沈云舒刚来的时候,自家男人就和她说过,让她私底下帮着照看一二。
毕竟秦鹤山是他的得力助手,不管从哪个方面看,他还是很看重秦鹤山的。
再加上两人私交甚好,以前老张还和她念叨过秦鹤山的个人问题,冷不丁的见到秦鹤山媳妇儿,还替他高兴了好久。
只是......
想到这两年沈云舒做下的那些糊涂事儿,陈书华心里暗自摇头没说什么。
毕竟旁观者清,她如何看不出来李素梅的别有用心。
“张太太放心,以前是我脑子不好使,这才被李素梅牵着鼻子走。”
“现在我知道了谁是真心待我好,谁是一心算计我的,我自然不会再稀里糊涂的过下去。”
沈云舒看着陈书华连连保证,比起李素梅那个表里不一的,陈书华倒算得上是唯一一个对原身有善意的。

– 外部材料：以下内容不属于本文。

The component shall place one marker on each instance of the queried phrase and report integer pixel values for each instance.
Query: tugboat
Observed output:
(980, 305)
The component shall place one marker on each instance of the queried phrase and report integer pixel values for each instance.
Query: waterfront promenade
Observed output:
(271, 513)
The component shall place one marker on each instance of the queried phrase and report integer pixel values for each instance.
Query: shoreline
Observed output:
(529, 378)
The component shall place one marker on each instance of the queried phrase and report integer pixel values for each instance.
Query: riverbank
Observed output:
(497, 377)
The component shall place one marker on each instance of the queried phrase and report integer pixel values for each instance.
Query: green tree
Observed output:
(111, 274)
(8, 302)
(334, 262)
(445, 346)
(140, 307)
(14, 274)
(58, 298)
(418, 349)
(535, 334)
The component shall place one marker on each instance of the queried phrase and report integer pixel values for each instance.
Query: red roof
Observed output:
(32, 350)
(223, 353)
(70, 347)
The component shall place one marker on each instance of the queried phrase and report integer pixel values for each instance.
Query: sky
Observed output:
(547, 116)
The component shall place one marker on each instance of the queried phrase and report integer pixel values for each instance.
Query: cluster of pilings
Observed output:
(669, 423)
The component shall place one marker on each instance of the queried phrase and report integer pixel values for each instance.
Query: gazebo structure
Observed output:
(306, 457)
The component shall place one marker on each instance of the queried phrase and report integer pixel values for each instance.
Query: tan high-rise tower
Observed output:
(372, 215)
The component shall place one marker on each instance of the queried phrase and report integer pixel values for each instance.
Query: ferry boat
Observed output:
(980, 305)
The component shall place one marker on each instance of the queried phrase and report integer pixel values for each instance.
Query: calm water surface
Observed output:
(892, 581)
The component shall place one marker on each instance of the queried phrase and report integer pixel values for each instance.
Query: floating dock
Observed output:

“你能想明白就好,秦鹤山同志是个顶顶好的,不论是责任心还是能力都很出色,你要好好把握。”
“日子终归是你俩过出来的,可千万不要把机会白白丢给了别人。”
见沈云舒当真有悔改的意思,陈书华又忍不住的劝了两句。
从秦鹤山和沈云舒的相处中她是看得出来的,秦鹤山虽然表面上嫌弃的要死,见到沈云舒周身的气息冷的可以冻死人。
但是每次不管沈云舒犯了什么错,秦鹤山都任劳任怨的给她处理,帮她给人赔不是,从来没在外说过她一句不好。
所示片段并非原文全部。